Aveu Judiciaire (Judicial admission)

  1. An “aveu judiciaire” or judicial admission according to Article 1356 of the Civil Code of Seychelles is a declaration which a party makes in the course of the legal proceedings. It shall be accepted against the person who makes it. It may not be retracted unless it be proved that it resulted from a mistake of fact.

  2. Under cross examination by the learned Counsel for the Plaintiff the 1st Respondent testified as follows “no dentist that day. Could have been that should not leave been working without dentist but indicated we can help if clients come with broken bridge. Probably should not have done work in his mouth”.

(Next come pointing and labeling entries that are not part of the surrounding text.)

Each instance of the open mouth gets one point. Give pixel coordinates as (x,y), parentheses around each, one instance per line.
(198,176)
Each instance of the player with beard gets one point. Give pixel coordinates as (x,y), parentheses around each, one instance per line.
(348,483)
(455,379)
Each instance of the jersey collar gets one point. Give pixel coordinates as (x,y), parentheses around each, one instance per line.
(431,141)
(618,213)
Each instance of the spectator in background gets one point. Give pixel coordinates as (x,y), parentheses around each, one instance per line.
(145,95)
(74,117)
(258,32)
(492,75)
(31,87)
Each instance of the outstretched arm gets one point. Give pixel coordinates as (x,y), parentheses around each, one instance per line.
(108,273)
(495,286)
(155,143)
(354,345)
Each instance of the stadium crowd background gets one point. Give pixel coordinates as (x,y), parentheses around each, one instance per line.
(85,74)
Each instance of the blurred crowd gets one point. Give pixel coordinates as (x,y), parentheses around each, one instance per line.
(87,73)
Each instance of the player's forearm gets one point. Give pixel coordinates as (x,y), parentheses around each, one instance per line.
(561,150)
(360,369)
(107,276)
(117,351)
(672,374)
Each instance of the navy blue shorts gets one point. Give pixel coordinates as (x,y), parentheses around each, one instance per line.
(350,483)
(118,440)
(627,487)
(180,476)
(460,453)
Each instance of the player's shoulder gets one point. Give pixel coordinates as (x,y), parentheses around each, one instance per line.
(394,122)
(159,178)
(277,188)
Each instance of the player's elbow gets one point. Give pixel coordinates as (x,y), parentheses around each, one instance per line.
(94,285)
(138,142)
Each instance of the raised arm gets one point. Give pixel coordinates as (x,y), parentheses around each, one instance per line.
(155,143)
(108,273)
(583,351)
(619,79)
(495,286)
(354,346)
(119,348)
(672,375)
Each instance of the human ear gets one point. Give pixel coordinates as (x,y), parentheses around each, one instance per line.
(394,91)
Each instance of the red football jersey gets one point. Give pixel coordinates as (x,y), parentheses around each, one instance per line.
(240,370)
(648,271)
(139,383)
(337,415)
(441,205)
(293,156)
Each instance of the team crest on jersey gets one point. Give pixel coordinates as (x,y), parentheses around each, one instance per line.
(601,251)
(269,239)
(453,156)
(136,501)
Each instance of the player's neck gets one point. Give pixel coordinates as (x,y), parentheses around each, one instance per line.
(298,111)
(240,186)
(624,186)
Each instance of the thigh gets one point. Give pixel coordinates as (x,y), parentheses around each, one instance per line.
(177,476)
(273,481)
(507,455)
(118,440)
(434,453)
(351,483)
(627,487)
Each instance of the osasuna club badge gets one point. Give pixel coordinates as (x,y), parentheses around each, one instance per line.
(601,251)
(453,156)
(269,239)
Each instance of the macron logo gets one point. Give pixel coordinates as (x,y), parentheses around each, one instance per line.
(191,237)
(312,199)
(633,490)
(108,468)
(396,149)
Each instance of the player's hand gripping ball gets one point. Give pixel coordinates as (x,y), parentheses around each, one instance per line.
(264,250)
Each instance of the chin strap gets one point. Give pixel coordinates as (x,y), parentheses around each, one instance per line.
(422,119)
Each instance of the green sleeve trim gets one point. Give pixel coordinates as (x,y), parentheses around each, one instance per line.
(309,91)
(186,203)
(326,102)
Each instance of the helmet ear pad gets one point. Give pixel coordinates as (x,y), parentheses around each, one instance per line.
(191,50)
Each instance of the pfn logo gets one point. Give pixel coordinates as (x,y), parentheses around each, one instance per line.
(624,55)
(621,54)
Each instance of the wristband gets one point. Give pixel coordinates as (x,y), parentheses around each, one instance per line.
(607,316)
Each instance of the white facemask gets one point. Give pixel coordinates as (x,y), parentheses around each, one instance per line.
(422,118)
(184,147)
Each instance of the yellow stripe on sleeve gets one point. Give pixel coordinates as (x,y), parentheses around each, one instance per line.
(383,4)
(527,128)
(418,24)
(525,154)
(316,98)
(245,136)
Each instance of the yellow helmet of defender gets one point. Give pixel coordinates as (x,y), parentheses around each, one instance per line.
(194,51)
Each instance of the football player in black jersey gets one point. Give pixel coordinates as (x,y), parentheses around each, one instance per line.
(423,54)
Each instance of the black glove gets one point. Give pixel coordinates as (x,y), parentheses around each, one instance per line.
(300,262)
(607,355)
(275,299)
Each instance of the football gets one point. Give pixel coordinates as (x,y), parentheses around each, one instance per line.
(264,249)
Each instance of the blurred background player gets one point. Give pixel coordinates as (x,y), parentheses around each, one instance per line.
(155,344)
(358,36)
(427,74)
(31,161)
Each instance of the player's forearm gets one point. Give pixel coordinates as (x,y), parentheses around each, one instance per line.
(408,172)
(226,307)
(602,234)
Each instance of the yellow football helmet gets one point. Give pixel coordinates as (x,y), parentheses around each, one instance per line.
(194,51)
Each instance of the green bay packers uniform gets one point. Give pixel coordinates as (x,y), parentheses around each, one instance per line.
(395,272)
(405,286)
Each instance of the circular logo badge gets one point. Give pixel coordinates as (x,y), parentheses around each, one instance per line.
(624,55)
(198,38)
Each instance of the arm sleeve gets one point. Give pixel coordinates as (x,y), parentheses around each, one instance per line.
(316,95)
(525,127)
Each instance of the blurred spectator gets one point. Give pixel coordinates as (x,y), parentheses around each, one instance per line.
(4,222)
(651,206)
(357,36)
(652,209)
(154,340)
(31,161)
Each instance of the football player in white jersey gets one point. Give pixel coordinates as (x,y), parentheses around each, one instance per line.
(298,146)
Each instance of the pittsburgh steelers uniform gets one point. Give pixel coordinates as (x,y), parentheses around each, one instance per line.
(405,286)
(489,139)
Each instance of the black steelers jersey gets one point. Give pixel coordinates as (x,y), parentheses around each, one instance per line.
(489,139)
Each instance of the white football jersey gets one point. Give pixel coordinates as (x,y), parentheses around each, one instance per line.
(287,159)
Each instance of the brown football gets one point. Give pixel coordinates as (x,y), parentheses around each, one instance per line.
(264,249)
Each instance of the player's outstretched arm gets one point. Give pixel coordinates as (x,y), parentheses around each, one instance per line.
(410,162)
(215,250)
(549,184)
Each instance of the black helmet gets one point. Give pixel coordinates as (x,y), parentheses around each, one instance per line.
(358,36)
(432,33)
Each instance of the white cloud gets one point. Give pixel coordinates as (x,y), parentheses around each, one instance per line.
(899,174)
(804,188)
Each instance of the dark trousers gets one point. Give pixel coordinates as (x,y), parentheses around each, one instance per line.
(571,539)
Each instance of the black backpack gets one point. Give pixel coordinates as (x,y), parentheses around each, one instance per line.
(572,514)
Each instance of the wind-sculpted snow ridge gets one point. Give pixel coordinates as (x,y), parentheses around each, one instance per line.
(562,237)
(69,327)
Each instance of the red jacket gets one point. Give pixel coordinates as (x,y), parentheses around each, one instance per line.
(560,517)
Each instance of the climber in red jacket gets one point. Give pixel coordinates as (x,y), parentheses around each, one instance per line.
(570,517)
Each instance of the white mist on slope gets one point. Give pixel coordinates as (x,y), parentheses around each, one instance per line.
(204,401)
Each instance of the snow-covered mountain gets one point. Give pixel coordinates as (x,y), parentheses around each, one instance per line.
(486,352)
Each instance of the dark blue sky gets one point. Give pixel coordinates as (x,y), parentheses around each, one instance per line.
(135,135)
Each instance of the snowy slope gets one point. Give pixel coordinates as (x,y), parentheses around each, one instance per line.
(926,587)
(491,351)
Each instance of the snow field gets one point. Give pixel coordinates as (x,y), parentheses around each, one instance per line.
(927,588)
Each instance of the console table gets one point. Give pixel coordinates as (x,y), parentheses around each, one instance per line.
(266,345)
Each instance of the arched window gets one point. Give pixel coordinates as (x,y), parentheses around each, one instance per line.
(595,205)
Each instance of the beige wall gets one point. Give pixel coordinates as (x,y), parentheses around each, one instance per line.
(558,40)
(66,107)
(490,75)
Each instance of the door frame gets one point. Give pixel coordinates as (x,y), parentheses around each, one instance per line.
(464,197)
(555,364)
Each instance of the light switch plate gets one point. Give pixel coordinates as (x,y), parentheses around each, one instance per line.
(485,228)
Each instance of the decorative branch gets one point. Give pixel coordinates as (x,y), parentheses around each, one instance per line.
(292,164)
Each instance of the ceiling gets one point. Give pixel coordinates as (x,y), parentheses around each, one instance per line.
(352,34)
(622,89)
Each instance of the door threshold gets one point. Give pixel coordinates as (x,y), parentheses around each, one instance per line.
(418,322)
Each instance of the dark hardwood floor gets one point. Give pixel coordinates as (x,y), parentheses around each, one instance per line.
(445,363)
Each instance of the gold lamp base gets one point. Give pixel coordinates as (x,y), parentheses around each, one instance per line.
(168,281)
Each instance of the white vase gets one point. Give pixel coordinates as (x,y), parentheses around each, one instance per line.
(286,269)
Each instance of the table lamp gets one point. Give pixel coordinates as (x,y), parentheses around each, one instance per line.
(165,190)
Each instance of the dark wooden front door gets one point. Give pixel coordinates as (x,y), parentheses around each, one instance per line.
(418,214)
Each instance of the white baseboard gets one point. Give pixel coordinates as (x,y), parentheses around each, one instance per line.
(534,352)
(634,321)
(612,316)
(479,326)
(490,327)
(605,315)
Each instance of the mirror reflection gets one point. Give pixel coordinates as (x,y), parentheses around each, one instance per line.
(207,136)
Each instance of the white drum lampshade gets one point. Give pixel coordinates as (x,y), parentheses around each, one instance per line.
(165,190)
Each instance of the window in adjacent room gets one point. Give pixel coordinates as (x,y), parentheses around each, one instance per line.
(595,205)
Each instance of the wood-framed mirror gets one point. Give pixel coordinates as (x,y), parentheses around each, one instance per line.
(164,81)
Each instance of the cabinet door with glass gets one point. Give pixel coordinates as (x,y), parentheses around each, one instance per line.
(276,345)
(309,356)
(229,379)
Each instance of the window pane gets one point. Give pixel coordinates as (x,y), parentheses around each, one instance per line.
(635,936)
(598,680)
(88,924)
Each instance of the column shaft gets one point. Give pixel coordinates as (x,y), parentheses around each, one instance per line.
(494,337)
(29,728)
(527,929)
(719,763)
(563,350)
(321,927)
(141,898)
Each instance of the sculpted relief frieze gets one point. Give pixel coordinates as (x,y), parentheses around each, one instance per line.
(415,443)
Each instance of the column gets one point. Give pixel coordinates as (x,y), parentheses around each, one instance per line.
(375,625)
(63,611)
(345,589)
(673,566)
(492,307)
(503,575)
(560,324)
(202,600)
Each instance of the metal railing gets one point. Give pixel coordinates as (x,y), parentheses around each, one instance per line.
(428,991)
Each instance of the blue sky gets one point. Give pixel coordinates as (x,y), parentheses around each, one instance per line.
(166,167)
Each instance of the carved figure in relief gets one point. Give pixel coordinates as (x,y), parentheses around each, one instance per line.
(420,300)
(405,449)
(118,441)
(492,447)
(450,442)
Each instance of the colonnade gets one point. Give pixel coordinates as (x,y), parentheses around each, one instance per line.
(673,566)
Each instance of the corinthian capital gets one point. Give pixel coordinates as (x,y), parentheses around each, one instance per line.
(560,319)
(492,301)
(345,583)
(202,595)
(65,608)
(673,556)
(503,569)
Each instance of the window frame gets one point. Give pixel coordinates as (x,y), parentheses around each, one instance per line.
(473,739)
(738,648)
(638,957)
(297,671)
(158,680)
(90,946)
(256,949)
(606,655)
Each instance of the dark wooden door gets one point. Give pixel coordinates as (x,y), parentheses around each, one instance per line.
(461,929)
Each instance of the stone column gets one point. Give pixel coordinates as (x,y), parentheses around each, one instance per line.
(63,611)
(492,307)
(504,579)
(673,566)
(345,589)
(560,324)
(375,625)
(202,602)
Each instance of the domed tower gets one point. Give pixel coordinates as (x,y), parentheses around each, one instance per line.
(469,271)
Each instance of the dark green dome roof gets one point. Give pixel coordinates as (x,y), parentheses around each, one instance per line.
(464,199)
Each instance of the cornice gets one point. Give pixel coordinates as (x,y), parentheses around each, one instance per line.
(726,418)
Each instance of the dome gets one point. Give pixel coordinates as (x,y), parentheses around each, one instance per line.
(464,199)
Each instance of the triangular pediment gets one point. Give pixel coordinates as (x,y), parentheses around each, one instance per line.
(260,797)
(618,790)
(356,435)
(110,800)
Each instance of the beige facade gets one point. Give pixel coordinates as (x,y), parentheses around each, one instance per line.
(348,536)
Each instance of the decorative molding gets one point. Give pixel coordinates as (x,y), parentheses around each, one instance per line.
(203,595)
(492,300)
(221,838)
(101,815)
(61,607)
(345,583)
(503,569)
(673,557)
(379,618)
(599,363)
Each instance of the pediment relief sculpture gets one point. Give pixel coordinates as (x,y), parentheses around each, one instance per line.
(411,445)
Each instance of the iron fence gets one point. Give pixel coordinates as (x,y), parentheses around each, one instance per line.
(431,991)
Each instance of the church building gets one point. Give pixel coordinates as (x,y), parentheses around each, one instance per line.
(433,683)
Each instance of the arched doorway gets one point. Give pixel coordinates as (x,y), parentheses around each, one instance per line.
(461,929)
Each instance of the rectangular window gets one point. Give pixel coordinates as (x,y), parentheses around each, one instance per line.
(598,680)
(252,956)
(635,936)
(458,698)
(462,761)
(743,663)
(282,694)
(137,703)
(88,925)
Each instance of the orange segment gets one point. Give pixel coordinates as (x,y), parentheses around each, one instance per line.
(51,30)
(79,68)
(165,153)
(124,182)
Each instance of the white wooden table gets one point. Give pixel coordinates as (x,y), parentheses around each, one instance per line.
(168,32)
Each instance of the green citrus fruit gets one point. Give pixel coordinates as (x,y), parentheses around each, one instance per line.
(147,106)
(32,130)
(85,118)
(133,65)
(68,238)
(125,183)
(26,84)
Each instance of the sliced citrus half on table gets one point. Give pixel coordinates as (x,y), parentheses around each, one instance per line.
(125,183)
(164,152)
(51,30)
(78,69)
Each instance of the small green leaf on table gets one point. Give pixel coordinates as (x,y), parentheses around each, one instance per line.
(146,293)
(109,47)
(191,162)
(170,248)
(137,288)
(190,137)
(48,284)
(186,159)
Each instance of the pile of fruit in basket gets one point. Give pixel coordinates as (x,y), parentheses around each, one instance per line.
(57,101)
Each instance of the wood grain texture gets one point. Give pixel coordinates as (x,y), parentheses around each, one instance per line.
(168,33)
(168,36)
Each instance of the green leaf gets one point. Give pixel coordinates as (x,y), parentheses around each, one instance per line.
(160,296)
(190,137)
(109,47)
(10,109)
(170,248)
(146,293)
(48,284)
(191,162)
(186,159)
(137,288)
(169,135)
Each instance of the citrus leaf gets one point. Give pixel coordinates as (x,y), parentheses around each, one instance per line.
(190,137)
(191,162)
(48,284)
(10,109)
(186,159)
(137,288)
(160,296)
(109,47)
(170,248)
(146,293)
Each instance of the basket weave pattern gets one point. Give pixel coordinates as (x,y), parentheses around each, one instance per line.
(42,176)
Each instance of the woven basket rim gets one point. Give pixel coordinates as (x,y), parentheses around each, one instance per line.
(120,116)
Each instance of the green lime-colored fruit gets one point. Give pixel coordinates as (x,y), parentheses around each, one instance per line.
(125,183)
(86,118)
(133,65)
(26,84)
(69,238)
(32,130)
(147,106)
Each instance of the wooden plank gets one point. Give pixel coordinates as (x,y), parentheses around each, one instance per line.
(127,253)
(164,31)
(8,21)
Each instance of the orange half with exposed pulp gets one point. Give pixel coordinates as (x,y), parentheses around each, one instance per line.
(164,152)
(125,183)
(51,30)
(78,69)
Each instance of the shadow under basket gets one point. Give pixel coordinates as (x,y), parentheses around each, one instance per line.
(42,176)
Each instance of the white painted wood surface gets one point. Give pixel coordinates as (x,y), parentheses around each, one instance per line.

  3. When it comes to this admission the learned Magistrate simply made reference to it but failed to consider its legal implications and validity and its consequential effect on the case before Court.

  4. Having considered this testimony I consider it to be a judicial admission by the plaintiff that he should probably have not carried out the work in the mouth of the Appellant, he being unqualified to do the job.

  5. I accept the admission made by the 1st Respondent, being the person who made it. It is an admission made under oath that he should not have carried the dental work in the mouth of the Plaintiff. This was an admission of the plaint and the plaintiff’s case.

  6. Given the above findings, I find that there was enough evidence to show the causal relationship between the acts or omissions of the 1st Respondent and the pain and suffering of the Appellant and his subsequent dental treatments, regarding the “Maryland bridge”. The 1st Respondent committed a fault by carrying out a dental procedure whilst not being a dentist and as a result failed to diagnose a pre-existing medical condition of the Appellant.

  7. Accordingly, I would dismiss and set aside the learned Magistrate judgment and award the Appellant Rs50,000/- for moral damage, for pain, suffering, anguish, trauma and Rs6062.00 as cost for corrective surgery.

  8. I, therefore, enter judgment jointly and severally against the two Respondents and in favour of the Appellant in the total sum of SR56,062.00 with interest and cost as of the date of this judgment.



Signed, dated and delivered at Ile du Port on the 14th March 2019.